Nothing reminds the data analyst of this tenuous balance like the CFO asking him where he got his numbers. “These numbers look off,” the CFO barks, glaring up from the preliminary 10-Q. “Where the hell did they come from?”
Because he knows “the data warehouse” is not an acceptable answer, the analyst understands that a painful reconstruction of all the relevant ETL jobs is in his future.
Amnon Drori has seen this situation play out time and time again. “A lot of companies want to be data driven,” the tech exec says. “Unfortunately, more and more systems are being involved in transforming or moving the data from applications to the business user, and it’s very difficult to track the data movement process around all of these systems.”
Even if one assumes that data is perfectly clean and accurate when it flowed from the CRM system, the accounting app, or the ERP system (which is not always a good assumption to make), there’s no guarantee that something didn’t muck it up somewhere along the line.

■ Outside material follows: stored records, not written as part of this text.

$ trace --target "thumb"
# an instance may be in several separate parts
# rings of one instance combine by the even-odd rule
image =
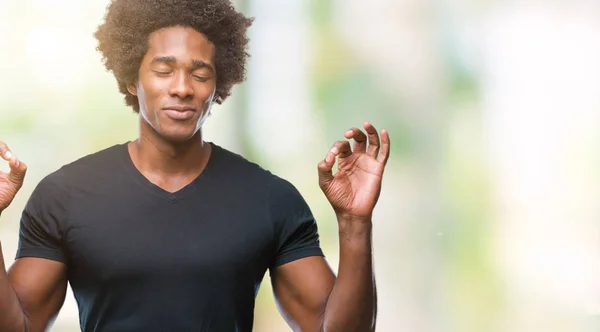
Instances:
[[[331,182],[333,181],[333,163],[335,162],[334,158],[331,158],[331,161],[327,161],[327,159],[321,161],[317,166],[319,171],[319,187],[321,189],[328,188]]]
[[[25,179],[25,173],[27,173],[27,165],[25,165],[24,162],[20,161],[15,156],[10,158],[8,165],[10,166],[8,179],[18,188],[21,188],[23,180]]]

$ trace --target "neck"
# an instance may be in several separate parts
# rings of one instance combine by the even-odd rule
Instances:
[[[140,120],[140,136],[129,144],[129,153],[142,173],[194,176],[204,169],[211,147],[202,140],[202,129],[189,140],[174,143]]]

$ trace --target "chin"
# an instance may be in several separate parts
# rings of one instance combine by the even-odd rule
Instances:
[[[198,130],[195,129],[196,128],[176,128],[172,130],[161,130],[159,134],[167,142],[185,143],[192,139],[196,135],[196,133],[198,133]]]

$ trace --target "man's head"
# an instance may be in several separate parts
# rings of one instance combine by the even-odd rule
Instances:
[[[95,37],[126,104],[182,141],[244,80],[251,23],[229,0],[112,0]]]

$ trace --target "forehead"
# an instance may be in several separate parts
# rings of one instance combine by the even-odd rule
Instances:
[[[203,33],[189,27],[169,27],[154,31],[149,36],[147,58],[175,57],[177,61],[202,60],[212,63],[215,47]]]

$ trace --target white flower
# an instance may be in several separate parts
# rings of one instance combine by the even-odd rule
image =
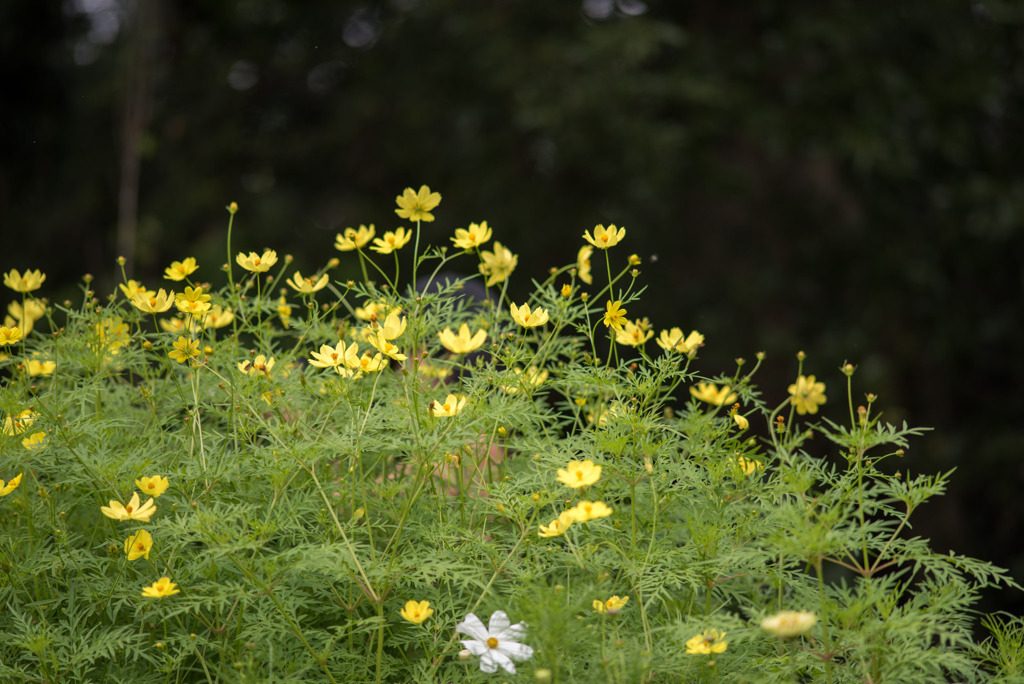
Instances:
[[[522,622],[512,624],[503,610],[491,614],[489,627],[484,627],[473,613],[455,625],[455,631],[472,637],[463,639],[462,645],[470,653],[480,656],[480,669],[484,672],[497,672],[501,665],[505,672],[516,673],[513,660],[529,660],[533,649],[519,643],[526,636],[526,625]]]

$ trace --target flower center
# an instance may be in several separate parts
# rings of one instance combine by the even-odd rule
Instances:
[[[146,489],[156,489],[156,485],[150,482],[148,485],[146,485]]]
[[[488,648],[498,648],[498,640],[495,639],[494,637],[487,637],[487,647]]]
[[[131,504],[128,504],[127,506],[125,506],[125,507],[124,507],[124,510],[125,510],[126,512],[128,512],[128,513],[131,513],[131,512],[132,512],[132,506],[131,506]]]
[[[583,479],[583,471],[582,470],[577,470],[576,471],[576,479],[577,480],[582,480]]]
[[[146,545],[143,544],[142,542],[137,542],[135,544],[135,548],[137,548],[139,551],[145,551],[146,550]]]

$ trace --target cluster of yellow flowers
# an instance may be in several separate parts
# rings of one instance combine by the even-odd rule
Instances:
[[[132,492],[131,499],[128,500],[127,504],[111,499],[109,505],[100,506],[100,512],[113,520],[138,520],[139,522],[148,523],[149,519],[156,513],[155,499],[166,492],[170,484],[170,481],[162,475],[140,477],[135,480],[135,486],[144,494],[149,495],[150,498],[146,500],[146,503],[140,504],[139,492],[136,491]],[[139,558],[149,560],[149,553],[152,549],[153,535],[145,529],[137,530],[135,534],[130,535],[124,540],[124,553],[129,561],[138,560]],[[177,585],[167,577],[161,577],[151,586],[145,587],[142,590],[142,595],[148,598],[162,598],[177,593]]]
[[[566,487],[580,489],[596,484],[601,479],[601,466],[590,459],[569,461],[565,468],[559,468],[557,479]],[[540,537],[560,537],[573,523],[585,523],[598,518],[607,518],[612,509],[601,501],[580,501],[572,508],[562,511],[547,525],[541,525]]]

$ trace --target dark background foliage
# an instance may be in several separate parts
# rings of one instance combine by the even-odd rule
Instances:
[[[426,183],[425,238],[487,220],[521,294],[624,225],[630,314],[704,332],[708,374],[767,351],[770,402],[805,350],[835,420],[857,364],[936,428],[892,467],[959,469],[914,532],[1024,581],[1022,27],[987,0],[8,0],[0,266],[53,298],[119,254],[216,282],[235,200],[237,249],[312,271]]]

ETL jobs, with their complex extractions, elaborate mappings, and numerous transformations, are often fingered as the culprit.
Drori decided the problem of traceability in multi-source ETL processes was great enough that he co-founded a company called Octopai to address it. The Israeli company’s eponymous product gathers all the metadata from different products involved in the data analytics chain, stores it in a cloud repository, and then uses algorithmic models to analyzes the metadata to determine where a given piece of data originated from and how it moved through the analytic process.

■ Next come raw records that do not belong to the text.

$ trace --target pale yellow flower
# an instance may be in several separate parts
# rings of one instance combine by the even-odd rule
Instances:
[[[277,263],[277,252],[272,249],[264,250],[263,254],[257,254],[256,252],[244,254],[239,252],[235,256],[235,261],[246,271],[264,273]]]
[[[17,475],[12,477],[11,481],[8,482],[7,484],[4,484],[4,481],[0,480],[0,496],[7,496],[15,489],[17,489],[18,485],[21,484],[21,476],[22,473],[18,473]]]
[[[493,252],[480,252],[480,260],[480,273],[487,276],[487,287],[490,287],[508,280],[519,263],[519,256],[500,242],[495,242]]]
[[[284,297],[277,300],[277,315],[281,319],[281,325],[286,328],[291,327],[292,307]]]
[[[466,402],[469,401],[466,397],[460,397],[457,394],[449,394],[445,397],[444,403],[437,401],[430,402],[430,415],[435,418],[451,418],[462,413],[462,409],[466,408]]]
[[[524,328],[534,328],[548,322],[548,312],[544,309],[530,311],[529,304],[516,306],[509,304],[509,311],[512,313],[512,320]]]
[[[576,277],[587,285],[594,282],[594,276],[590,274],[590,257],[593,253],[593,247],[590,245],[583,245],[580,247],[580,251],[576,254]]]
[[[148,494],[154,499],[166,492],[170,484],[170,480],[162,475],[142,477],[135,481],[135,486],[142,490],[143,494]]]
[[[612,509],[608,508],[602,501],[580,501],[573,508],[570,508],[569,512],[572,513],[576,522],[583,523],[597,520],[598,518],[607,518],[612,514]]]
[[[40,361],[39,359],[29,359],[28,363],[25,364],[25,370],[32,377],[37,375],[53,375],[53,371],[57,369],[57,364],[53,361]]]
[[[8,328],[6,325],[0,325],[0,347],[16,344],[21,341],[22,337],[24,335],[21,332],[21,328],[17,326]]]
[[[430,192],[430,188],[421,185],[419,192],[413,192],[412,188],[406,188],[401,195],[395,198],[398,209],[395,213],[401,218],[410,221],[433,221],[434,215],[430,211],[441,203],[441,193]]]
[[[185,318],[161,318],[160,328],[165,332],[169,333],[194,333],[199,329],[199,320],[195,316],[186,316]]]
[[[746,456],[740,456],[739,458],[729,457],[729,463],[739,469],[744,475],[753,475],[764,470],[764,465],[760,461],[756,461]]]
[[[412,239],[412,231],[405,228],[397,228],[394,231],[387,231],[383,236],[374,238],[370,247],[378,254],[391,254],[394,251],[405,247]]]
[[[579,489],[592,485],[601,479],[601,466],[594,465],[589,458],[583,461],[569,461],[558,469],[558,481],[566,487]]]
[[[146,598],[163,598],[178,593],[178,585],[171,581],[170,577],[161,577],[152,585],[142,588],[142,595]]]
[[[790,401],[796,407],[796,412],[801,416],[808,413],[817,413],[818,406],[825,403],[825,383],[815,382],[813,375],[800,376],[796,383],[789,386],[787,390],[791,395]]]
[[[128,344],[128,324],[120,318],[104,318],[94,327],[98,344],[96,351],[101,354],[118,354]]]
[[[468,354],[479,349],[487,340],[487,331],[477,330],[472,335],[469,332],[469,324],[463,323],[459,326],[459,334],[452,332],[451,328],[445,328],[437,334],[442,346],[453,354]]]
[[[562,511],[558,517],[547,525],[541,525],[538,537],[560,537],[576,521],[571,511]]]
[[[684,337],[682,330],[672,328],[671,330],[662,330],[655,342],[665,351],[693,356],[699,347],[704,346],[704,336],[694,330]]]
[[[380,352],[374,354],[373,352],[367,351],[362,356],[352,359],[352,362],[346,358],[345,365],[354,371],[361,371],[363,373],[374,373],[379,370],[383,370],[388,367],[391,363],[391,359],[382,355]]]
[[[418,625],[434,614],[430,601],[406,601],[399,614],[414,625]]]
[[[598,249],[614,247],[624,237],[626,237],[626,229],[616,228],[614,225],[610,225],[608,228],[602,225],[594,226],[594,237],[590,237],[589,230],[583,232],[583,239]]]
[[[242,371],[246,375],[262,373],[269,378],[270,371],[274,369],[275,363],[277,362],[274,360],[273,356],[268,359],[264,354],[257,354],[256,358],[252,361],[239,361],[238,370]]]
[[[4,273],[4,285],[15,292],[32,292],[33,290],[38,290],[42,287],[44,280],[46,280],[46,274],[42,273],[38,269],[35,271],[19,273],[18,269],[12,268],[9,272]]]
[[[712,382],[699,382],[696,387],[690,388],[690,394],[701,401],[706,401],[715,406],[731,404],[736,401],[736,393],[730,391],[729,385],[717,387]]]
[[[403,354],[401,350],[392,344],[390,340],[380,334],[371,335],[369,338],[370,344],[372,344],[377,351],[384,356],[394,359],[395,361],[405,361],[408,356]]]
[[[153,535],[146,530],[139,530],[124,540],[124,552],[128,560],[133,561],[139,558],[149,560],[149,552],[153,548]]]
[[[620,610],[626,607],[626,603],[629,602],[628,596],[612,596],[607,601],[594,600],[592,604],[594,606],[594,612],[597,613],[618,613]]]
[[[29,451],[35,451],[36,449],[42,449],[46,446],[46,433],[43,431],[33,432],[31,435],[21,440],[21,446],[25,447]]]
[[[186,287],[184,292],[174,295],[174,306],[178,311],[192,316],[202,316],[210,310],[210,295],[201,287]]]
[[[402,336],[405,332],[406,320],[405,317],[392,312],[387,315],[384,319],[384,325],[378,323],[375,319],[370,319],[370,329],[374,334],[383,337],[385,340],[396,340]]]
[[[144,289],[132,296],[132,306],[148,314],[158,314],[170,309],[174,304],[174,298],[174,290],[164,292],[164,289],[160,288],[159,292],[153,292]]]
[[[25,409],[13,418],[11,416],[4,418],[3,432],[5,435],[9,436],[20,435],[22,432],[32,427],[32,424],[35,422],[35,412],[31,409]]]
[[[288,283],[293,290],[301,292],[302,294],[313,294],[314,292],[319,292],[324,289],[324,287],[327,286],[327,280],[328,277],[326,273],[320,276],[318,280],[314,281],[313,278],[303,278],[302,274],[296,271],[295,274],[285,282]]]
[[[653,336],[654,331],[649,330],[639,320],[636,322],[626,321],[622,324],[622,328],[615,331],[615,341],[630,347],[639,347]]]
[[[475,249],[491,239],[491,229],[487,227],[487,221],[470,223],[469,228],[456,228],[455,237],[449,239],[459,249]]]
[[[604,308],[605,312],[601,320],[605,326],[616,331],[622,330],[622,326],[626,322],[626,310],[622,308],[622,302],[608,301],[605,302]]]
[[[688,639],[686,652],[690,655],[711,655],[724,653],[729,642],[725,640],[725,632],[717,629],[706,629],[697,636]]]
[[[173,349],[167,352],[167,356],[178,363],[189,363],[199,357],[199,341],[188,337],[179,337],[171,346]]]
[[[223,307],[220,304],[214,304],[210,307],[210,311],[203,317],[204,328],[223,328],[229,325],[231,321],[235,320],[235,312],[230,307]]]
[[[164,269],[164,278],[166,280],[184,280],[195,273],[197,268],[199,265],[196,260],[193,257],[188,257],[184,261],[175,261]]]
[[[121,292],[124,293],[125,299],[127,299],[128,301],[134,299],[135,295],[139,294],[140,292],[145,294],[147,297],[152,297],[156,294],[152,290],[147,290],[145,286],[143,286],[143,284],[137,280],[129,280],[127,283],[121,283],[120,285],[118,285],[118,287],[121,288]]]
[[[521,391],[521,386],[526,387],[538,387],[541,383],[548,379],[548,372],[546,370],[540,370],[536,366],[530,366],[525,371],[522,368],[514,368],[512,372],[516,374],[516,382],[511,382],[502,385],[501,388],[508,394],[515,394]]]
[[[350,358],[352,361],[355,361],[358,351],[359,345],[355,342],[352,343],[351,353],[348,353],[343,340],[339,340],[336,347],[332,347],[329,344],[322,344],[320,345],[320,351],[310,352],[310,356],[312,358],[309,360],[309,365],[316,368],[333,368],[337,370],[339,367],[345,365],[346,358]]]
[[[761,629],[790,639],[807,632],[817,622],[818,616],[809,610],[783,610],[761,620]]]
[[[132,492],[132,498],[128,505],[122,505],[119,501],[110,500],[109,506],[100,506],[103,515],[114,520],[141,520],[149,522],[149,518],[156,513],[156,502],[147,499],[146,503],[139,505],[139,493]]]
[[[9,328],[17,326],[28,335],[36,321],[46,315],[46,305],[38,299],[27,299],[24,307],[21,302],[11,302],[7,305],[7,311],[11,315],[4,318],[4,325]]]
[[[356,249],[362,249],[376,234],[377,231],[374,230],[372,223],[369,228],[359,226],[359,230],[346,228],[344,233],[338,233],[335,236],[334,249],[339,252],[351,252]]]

Octopai has sold its software to a range of big and small companies in a variety of industries, from financial services to manufacturing to retail. “They all suffer from one common denominator, which is where the hell is the data and how does it move between all the different systems we’re using,” Drori says.

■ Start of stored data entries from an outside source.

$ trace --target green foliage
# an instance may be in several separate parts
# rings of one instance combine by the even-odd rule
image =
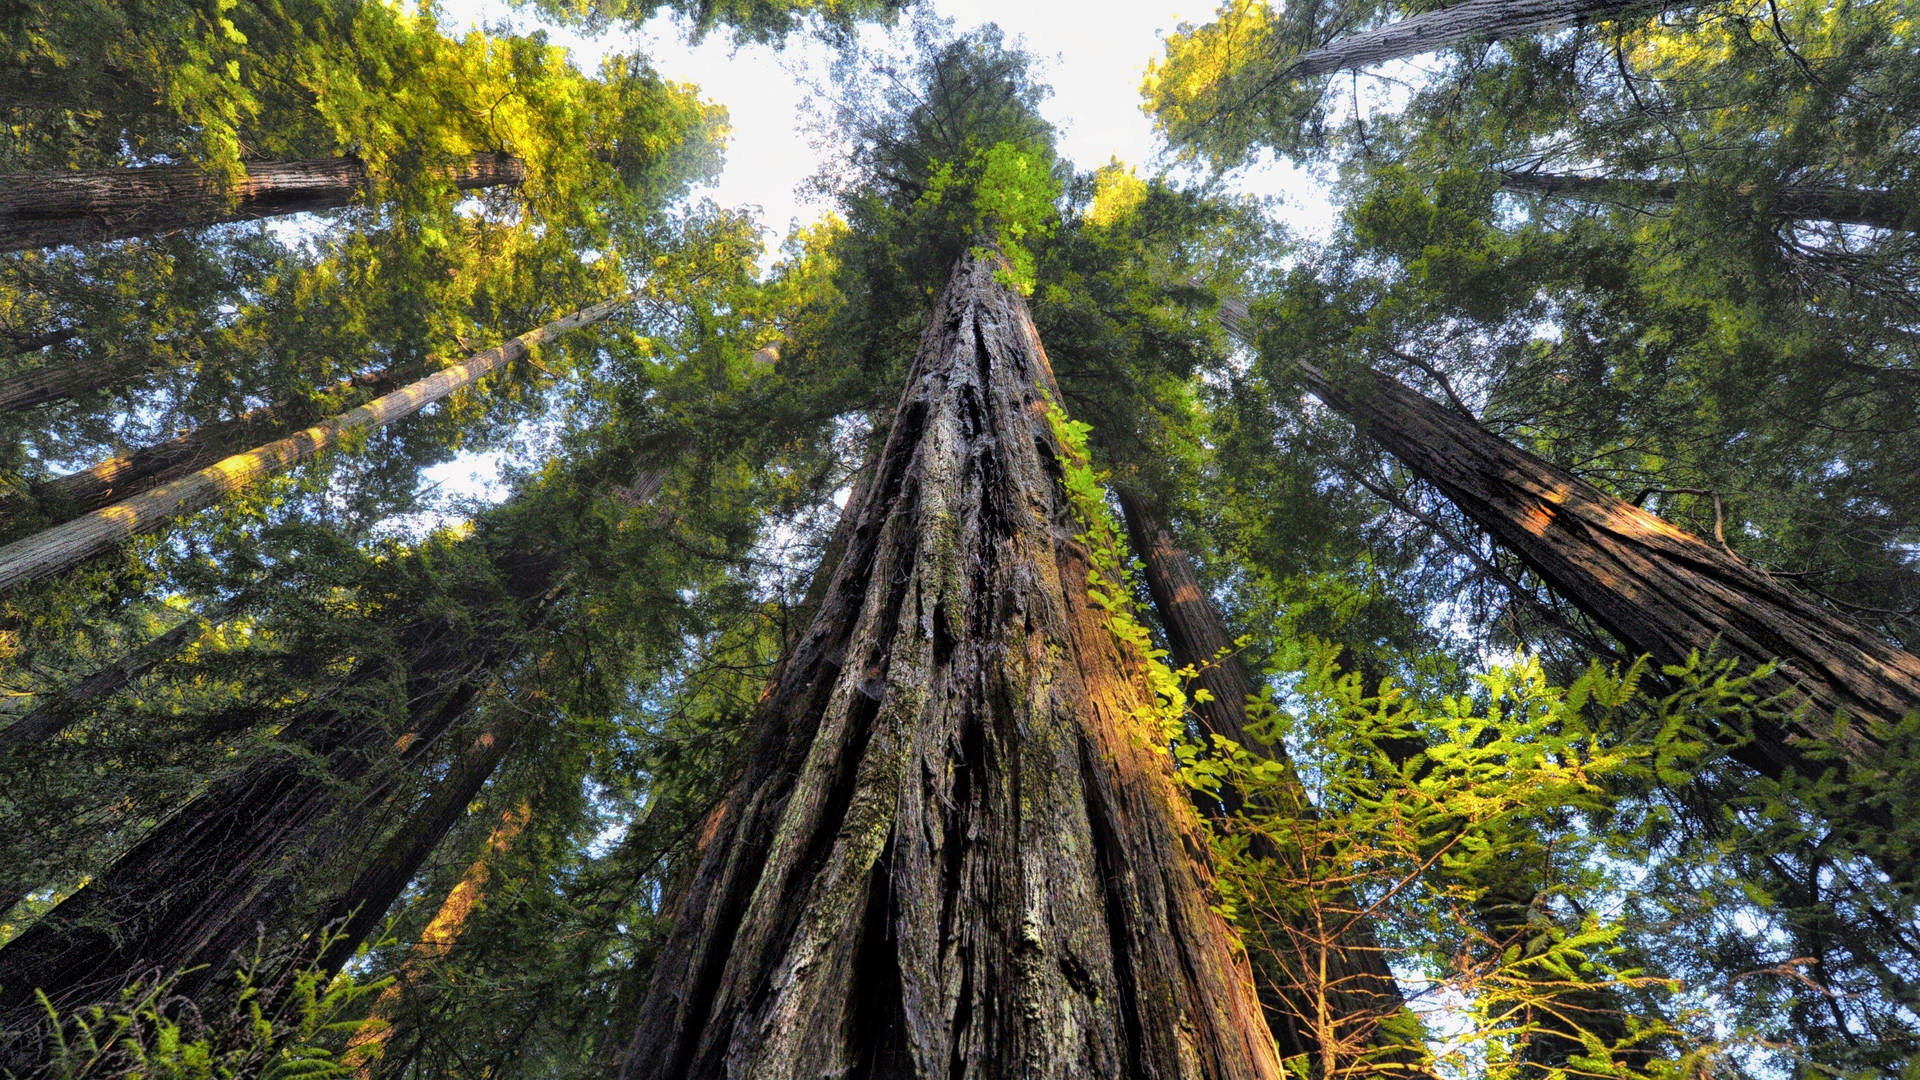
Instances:
[[[1087,599],[1106,612],[1107,632],[1113,635],[1121,655],[1137,658],[1146,677],[1147,692],[1153,699],[1153,713],[1135,719],[1153,741],[1175,743],[1186,727],[1186,687],[1192,682],[1194,671],[1192,668],[1176,671],[1169,667],[1167,650],[1154,647],[1146,625],[1134,614],[1137,566],[1127,551],[1119,524],[1107,509],[1106,488],[1101,486],[1101,477],[1094,472],[1087,455],[1087,436],[1093,431],[1092,425],[1067,419],[1067,414],[1052,402],[1047,404],[1047,425],[1061,449],[1054,460],[1060,466],[1060,482],[1067,492],[1067,505],[1084,530],[1074,539],[1087,549]]]
[[[1060,185],[1044,149],[1000,142],[973,155],[958,172],[954,163],[934,165],[915,209],[930,212],[949,235],[974,233],[991,239],[1007,260],[997,272],[1002,284],[1033,294],[1030,247],[1053,231]]]
[[[661,11],[686,21],[695,40],[725,28],[735,41],[780,44],[788,35],[814,26],[844,39],[866,19],[891,20],[904,0],[532,0],[554,18],[590,31],[624,22],[639,26]]]
[[[208,1015],[172,992],[171,980],[139,983],[109,1003],[62,1017],[46,1011],[47,1054],[34,1073],[47,1080],[329,1080],[352,1076],[339,1049],[360,1028],[350,1019],[385,981],[357,983],[312,970],[275,993],[239,973],[232,1004]]]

The company’s cloud-based product gives users two key capabilities built on that metadata repository. The first is a tracing functionality that allows users to check the lineage of the data that goes into a report, dashboard, etc. The second is an impact analysis functionality that lets users see how changing one aspect of an ETL job changes things downstream.
The tracing function is valuable whenever questions arise as to the provenance of a derived result that requires data sourced from multiple systems, such as conversion rates. “The software automatically reverse engineers how the data landed in that report between system and within systems, what we call horizontal image and vertical images,” Drori says.
The impact analysis function, meanwhile, can help analysts comply with regulations like GDPR that require companies to know with great detail how their systems are processing data. “Within five seconds, I know that whatever I’m going to do to this ETL, either adding a table, adding a field, changing the map, joining a field, or masking a field…I know what would be the impact of that change,” he says.
Octopai goes beyond the data-tracing functionality that exists within individual ETL software products by providing a general-purpose solution that works across a range of data sources, warehouses, ETL tools, and BI products, Drori says.
“Our product can be used by anyone in the BI group,” Drori says, “not one or two people who have been certified after spending 5,200 hours using each one of these different vendors’ tools.”
Octopai doesn’t support every data source and sink. On the database front, it supports familiar faces like SQL Server, Oracle, Teradata, and Vertica. It supports ETL tools such as those from IBM, Informatica, or Talend. It supports PowerBI, Tableau, Qlik and SAP‘s BusinessObjects, among other BI tools. It doesn’t yet support Hadoop, but it’s on the roadmap to be supported later this year, Drori says. Octopai can, however, support IBM i and System z mainframe applications, which continue to run core business processes for tens of thousands of companies around the globe, according to Drori.
Subscriptions for Octoapai start at around $18,000 per year.